5. In severe emphysema there is destruction of lung tissue and reduced recoil. What would you
expect to happen to TLC and VC?
In serve emphysema, one’s Total Lung Capacity will remain the same but the Vital
Capacity will decrease recoil because they can’t contract easily, causing breathing
problems.
6. What would you expect to happen to your Expiratory Reserve Volume when you are treading
water in a lake?
Your Expiratory Reserve Volume when you are treading water in a lake will increase
because you are taking in more oxygen to help you tread across the lake.

3. Respiratory Response to
Physiologic Challenges
DATA
Table 1
Holding Breath Rapid Breathing
Before Challenge
Tidal volume (L) 1.2 .08
Respiratory rate (breaths/min) 3.9 3.5
Initial minute ventilation (L/min) 4.7 0.28
After Challenge
Tidal volume (L) .08 1.2
Respiratory rate (breaths/min) 3.3 5.5
Minute ventilation (L/min) .26 6.6
Table 2–Exercise
Before Challenge
Tidal volume (L) .16
Respiratory rate (breaths/min) 4.2
Minute ventilation (L/min) .67
During Challenge
Tidal volume (L) 2.5
Respiratory rate (breaths/min) 3.2
Minute ventilation (L/min) 8
After Challenge
Tidal volume (L) .82
Respiratory rate (breaths/min) 3.9

4. Minute ventilation (L/min) 3.2
DATA ANALYSIS
1. Describe the changes in respiratory rates, tidal volumes, and minute ventilations that
occurred after each of the following physiologic challenges in terms of CO2 levels and their
effect on respiratory drive:
(a) breath holding – After holding your breath the tidal volume, respiratory rate, and
minute ventilation was lower than it was before.

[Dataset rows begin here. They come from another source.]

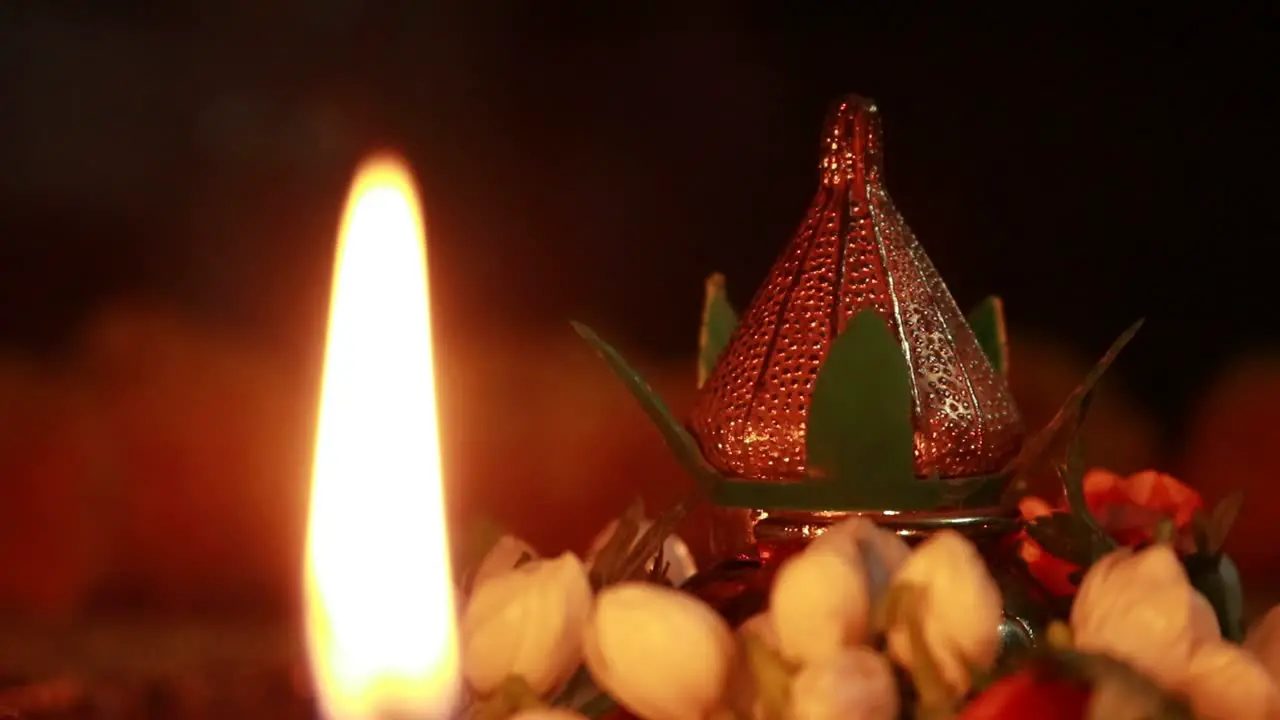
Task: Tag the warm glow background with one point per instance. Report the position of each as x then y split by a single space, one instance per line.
167 464
173 176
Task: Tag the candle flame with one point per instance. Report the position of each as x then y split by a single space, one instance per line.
379 596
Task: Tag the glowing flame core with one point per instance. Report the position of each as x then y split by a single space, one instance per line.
379 596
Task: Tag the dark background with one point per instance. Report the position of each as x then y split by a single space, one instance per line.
598 162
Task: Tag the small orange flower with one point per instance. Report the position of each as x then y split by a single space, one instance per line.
1128 509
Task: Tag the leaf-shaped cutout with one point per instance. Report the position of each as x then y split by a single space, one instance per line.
859 431
988 326
677 438
718 323
1221 520
1041 447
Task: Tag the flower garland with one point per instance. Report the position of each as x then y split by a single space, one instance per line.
862 627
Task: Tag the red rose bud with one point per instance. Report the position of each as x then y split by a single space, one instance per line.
1032 695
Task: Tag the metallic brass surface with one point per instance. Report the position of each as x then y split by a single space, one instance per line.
853 251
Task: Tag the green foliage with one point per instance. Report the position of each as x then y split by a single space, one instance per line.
718 324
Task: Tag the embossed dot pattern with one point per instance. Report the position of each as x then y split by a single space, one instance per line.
853 251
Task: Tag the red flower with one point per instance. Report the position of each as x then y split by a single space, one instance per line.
1127 507
1031 695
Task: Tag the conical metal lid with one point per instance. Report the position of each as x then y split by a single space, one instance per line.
853 253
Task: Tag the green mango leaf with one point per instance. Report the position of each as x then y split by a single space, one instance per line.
1072 474
611 560
1041 449
860 431
1219 580
1068 537
677 438
718 324
988 326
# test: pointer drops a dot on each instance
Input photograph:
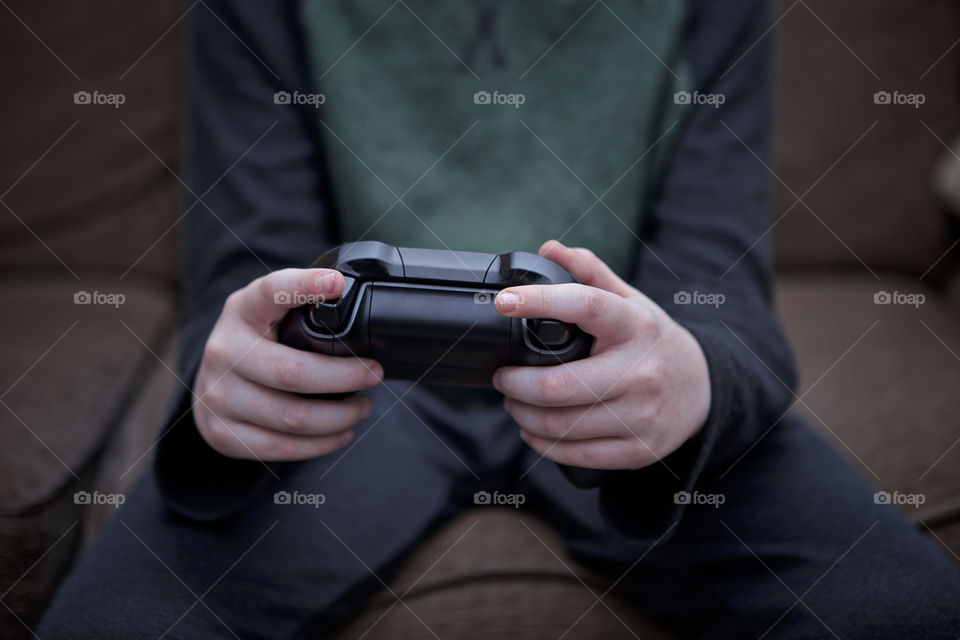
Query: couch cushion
(488, 574)
(878, 198)
(98, 198)
(68, 372)
(881, 381)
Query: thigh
(798, 549)
(301, 556)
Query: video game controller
(428, 315)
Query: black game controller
(427, 314)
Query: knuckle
(280, 449)
(592, 302)
(214, 396)
(289, 373)
(232, 302)
(576, 457)
(553, 386)
(214, 352)
(293, 418)
(554, 424)
(585, 254)
(652, 375)
(219, 436)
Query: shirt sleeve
(706, 258)
(254, 202)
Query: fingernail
(327, 281)
(507, 301)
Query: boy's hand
(641, 394)
(247, 384)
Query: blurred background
(865, 225)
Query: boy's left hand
(643, 391)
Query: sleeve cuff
(643, 504)
(194, 479)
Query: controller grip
(583, 478)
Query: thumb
(587, 268)
(267, 299)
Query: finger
(249, 442)
(598, 312)
(286, 369)
(267, 299)
(584, 422)
(586, 267)
(599, 453)
(287, 412)
(594, 379)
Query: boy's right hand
(247, 387)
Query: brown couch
(89, 197)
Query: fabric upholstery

(b) rapid breathing – After rapid breathing the tidal volume, respiratory rate, and
minute ventilation was higher than it was before with normal breathing.
(c) exercise – After exercise the tidal volume, respiratory rate, and minute ventilation
increase and was higher than before without the exercise.
2. Which challenge caused the greatest change in respiratory rate (pre-challenge vs. post
challenge)? Tidal volume? Minute ventilation? Did respiratory rate or tidal volume change
the most relative to its resting value?
The greatest change in respiratory rate was when he was rapid breathing. The greatest
change in tidal volume was holding breath. And the greatest change in minute
ventilation was rapid breathing. The tidal volume changed the most from what its
resting value was.
3. How might breathing into a paper bag help someone who is extremely anxious and
hyperventilating?
Breathing into a paper bag can help someone who is anxious and hyperventilating because
when they breathe into the bag and exhale into the bag the levels of CO2 are increased
in the bag, and it helps bring more CO2 into the body and bloodstream and make your
PH normal.
4. Some patients with severe emphysema have constant high levels of CO2 because of
inadequate ventilation. The central nervous system breathing center in these patients becomes
insensitive to CO2 and more dependent on the level of O2, which is low. These patients are
said to have “oxygen-dependent respiratory drive.” What might happen if you give such a
person high levels of supplemental O2?
If you give them high levels of O2 it should help balance out the need for both CO2 and O2,
making the oxygen-dependent state slowly go away.
5. Would breathing pure O2 help the air hunger experienced by athletes who have just
completed a race? Why or why not?
Breathing pure O2 after a race doesn’t help athletes any more than just breathing the
regular air afterwards. They are feeling the air hunger because of the overuse of their
muscles causing a buildup of lactic acid in the muscles and blood.